A new Bill to replace the Human Fertilisation and Embryology Act 1990 is passing through the UK Houses of Parliament at the moment. One particular clause raises a controversial issue regarding preferences of certain kinds of persons or potential persons. Clause 14, section 4, number 9 (Lines 23-30, Page 10) states:
(a) a serious physical or mental disability,
(b) a serious illness, or
(c) any other serious medical condition, must not be preferred to those that are not known to have such an abnormality'.
One might assume that a condition like deafness would not fall into the category of 'serious illness' as given above. However, according to the Explanatory Notes to the Bill (no 109) this clause has been added to prevent 'the positive selection of deaf donors in order [to] deliberately...result in a deaf child.' This was further supported by Baroness Deech's comments in the House of Lords that one outcome of this clause would be that deaf parents could not use PGD to select embryos with the genes for deafness.

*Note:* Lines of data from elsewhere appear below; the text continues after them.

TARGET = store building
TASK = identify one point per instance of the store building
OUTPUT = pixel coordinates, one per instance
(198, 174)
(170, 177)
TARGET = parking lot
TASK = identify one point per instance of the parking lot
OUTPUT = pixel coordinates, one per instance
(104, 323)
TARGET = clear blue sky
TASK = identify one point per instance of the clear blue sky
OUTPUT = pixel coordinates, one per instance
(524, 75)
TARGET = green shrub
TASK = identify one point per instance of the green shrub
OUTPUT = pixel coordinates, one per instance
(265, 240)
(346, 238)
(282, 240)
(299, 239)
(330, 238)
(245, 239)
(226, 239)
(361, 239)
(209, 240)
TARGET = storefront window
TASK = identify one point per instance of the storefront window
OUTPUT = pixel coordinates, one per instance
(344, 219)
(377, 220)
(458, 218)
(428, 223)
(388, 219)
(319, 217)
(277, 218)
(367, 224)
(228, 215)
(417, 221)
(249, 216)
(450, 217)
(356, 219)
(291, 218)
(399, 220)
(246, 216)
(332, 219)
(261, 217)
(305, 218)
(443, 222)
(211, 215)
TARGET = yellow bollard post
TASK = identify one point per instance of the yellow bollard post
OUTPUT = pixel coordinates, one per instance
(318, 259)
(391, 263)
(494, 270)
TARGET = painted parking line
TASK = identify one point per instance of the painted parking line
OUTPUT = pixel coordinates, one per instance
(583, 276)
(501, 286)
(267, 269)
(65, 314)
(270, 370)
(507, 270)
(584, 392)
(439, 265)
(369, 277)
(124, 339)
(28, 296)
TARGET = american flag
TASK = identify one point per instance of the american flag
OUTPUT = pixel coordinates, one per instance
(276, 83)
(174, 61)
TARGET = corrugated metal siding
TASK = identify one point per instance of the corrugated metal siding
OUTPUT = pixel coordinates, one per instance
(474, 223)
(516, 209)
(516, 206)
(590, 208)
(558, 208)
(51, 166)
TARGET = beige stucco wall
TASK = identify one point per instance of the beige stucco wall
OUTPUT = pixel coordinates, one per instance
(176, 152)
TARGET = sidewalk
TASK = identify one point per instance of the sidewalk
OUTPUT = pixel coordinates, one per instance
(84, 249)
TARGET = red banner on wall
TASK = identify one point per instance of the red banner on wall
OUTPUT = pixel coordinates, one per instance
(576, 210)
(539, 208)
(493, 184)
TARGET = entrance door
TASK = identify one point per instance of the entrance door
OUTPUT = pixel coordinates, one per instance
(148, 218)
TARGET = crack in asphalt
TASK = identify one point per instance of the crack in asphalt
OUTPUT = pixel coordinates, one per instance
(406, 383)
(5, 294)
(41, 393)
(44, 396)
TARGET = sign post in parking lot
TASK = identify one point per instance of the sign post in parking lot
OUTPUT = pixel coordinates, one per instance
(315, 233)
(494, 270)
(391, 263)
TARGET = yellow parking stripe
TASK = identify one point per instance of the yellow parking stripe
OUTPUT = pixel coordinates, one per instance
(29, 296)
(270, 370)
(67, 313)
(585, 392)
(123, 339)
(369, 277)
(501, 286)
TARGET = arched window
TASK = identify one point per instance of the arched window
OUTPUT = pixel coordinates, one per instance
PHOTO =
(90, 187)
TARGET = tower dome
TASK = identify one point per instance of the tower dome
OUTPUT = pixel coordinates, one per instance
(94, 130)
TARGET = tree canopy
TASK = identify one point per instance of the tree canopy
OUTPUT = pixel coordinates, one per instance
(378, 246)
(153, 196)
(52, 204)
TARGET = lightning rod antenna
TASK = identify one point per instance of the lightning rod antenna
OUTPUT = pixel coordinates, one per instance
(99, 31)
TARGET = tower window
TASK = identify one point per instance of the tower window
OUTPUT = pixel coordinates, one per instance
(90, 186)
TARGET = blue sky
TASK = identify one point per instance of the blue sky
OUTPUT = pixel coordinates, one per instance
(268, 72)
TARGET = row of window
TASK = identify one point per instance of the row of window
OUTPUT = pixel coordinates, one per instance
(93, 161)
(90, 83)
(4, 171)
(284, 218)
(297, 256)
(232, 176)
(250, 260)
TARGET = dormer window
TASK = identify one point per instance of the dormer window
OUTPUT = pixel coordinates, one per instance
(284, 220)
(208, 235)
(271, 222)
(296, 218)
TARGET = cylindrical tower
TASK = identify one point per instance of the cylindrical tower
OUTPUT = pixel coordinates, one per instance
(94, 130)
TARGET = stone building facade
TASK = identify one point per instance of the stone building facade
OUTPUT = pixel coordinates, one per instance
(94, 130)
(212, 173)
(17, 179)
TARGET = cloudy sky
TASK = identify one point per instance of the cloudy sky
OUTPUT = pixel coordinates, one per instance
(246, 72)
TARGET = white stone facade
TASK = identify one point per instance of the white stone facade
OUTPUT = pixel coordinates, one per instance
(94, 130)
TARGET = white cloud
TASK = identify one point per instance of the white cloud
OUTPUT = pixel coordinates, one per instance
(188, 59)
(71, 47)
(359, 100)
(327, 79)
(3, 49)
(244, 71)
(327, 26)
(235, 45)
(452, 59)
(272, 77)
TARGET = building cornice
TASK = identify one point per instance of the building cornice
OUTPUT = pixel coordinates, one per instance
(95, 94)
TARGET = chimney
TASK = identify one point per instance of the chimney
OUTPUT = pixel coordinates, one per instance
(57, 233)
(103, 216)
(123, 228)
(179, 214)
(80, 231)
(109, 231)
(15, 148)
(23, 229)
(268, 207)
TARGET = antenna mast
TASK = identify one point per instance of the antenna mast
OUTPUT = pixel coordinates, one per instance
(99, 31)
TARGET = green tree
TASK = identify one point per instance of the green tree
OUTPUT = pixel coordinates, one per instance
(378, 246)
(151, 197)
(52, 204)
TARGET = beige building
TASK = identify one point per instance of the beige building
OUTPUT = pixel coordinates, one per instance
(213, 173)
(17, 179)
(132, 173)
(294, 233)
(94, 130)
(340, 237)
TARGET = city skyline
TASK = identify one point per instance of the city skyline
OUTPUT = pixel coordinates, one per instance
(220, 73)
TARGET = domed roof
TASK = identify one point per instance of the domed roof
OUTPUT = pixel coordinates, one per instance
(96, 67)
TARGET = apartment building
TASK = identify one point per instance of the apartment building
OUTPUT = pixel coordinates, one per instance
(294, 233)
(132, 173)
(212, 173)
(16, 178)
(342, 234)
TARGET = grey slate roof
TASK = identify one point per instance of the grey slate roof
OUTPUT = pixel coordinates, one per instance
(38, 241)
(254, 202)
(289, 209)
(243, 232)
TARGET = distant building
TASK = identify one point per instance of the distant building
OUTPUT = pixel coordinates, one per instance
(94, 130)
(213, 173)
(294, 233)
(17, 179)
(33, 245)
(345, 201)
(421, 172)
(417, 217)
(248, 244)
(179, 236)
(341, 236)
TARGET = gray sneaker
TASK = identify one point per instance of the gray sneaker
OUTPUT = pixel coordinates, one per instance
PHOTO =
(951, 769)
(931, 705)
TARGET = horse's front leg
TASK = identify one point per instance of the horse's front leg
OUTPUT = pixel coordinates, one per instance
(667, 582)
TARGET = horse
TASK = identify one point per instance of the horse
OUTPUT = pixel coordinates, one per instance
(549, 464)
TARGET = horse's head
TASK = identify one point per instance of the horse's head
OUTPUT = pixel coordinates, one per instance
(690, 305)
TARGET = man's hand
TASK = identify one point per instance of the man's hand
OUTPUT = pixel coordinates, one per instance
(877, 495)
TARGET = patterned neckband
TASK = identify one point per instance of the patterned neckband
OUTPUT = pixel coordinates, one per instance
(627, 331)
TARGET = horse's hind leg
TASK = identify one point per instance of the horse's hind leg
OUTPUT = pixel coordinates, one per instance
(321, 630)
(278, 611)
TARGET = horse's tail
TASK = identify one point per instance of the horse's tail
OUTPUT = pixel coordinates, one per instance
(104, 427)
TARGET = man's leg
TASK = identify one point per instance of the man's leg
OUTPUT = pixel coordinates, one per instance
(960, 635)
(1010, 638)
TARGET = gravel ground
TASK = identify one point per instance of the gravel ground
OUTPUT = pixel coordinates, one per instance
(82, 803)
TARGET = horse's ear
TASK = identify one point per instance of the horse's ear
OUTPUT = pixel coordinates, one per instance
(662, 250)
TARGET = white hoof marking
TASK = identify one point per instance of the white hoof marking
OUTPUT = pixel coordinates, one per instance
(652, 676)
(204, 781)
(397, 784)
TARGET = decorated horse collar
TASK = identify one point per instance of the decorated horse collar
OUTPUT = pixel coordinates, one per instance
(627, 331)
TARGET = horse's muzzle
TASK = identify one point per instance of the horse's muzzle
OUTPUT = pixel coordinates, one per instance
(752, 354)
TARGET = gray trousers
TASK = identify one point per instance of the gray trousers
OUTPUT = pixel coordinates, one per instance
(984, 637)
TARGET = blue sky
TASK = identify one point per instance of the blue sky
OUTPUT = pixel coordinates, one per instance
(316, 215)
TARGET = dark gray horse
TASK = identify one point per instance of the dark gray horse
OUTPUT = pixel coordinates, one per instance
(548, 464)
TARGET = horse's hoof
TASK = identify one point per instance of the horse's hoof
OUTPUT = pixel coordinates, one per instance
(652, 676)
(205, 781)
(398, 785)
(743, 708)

On 23 December 2007, an article in the Times newspaper entitled 'Deaf Demand Right to Designer Deaf Children' reported opposition to Clause 14 in the British Deaf (see Note 1) community ranging from the Royal National Institute for Deaf and Hard of Hearing People to the British Deaf Association. The article provoked a firestorm of responses, most of which decried the immorality of designing babies with disabilities. However, the primary concern of the Deaf community regards the Bill's language and intent.
The real issue here is not designer babies, but reproductive liberty, which includes the right of the potential parents to select intact embryos created from their own unaltered genetic material for implantation. If passed with the above wording, the Bill would make it illegal for a deaf adult to donate gametes for IVF (they must not be 'preferred' to a hearing person) and one would assume this includes donating to their close relatives. It would also make it illegal for deaf parents, using PGD, to implant embryos with the genes for deafness if there are available 'hearing' embryos (the deaf embryo must not be 'preferred' to a hearing one).
Actively using genetic technology to enable a deaf couple to have deaf children is controversial. It is also likely to only be considered by a very small number of people. Indeed, research from both the UK and US which ascertained the attitudes of deaf people showed that very few would be interested in using genetic technology in this way; this is also supported in practice. This poses the question of whether it is necessary to legislate against something that is very unlikely to happen and for which guidelines already exist.
Clause 14 is being seen as discriminatory against the equal rights of Deaf people. The wording of the Bill pitches one group of people (deaf) against another (hearing) by creating a value judgement which implies that deaf people are not to be valued as hearing people are and the same for their embryos. The majority (hearing) population's perception of deafness is therefore prevailing in an issue which has implications predominantly for the minority group whose perspective is not legitimized. This contradicts the attempts by the UK government to recognise the equal status of the Deaf Community a) in policy, e.g. through recognition of British Sign Language as a UK language in 2003 and b) in law, through the protection of the equal rights of deaf people (Human Rights Act 1998).
A second area of confusion is the language of Clause 14, the scope of which is wide-ranging and therefore, potentially, a matter of concern for all persons. As it is written, the class of people 'known to have a gene, chromosome or mitochondrion abnormality involving a significant risk' is changing rapidly as research scientists acquire more knowledge about human genomics. Second, the ambiguity of the phrase 'significant risk' is troubling; coupling this concept with the other ambiguous concepts of 'serious disability, illness or medical condition' leaves considerable room for interpretation, and could ultimately apply to a large number of people in the general population, perhaps even a majority. This room for interpretation is appropriate within guidelines, but the argument for taking this out of the context of a private decision between potential parents and their doctors and placing it within primary legislation is much less persuasive.
Several ethical and professional issues are raised here: namely, questions about what counts as a serious abnormality and who should decide how people are permitted to reproduce. There are many areas of the proposed Bill which are seen as valuable and timely, but it is argued by a sizeable and diverse group that this section of Clause 14 should be amended or omitted from the Human Fertilisation Embryology Bill. For more information on the Deaf campaign against the Bill see www.StopEugenics.org.uk.
1) It is usual for 'deaf' (lowercase d) to refer to a medical definition of hearing loss and 'Deaf' (capital D) to refer to those people who regard their deafness as a linguistic and cultural difference rather than a disability. Unless the authors are specifically referring to the latter group (i.e. Deaf community), for ease of reading, deaf (lowercase d) is used generically and covers all perspectives of deafness.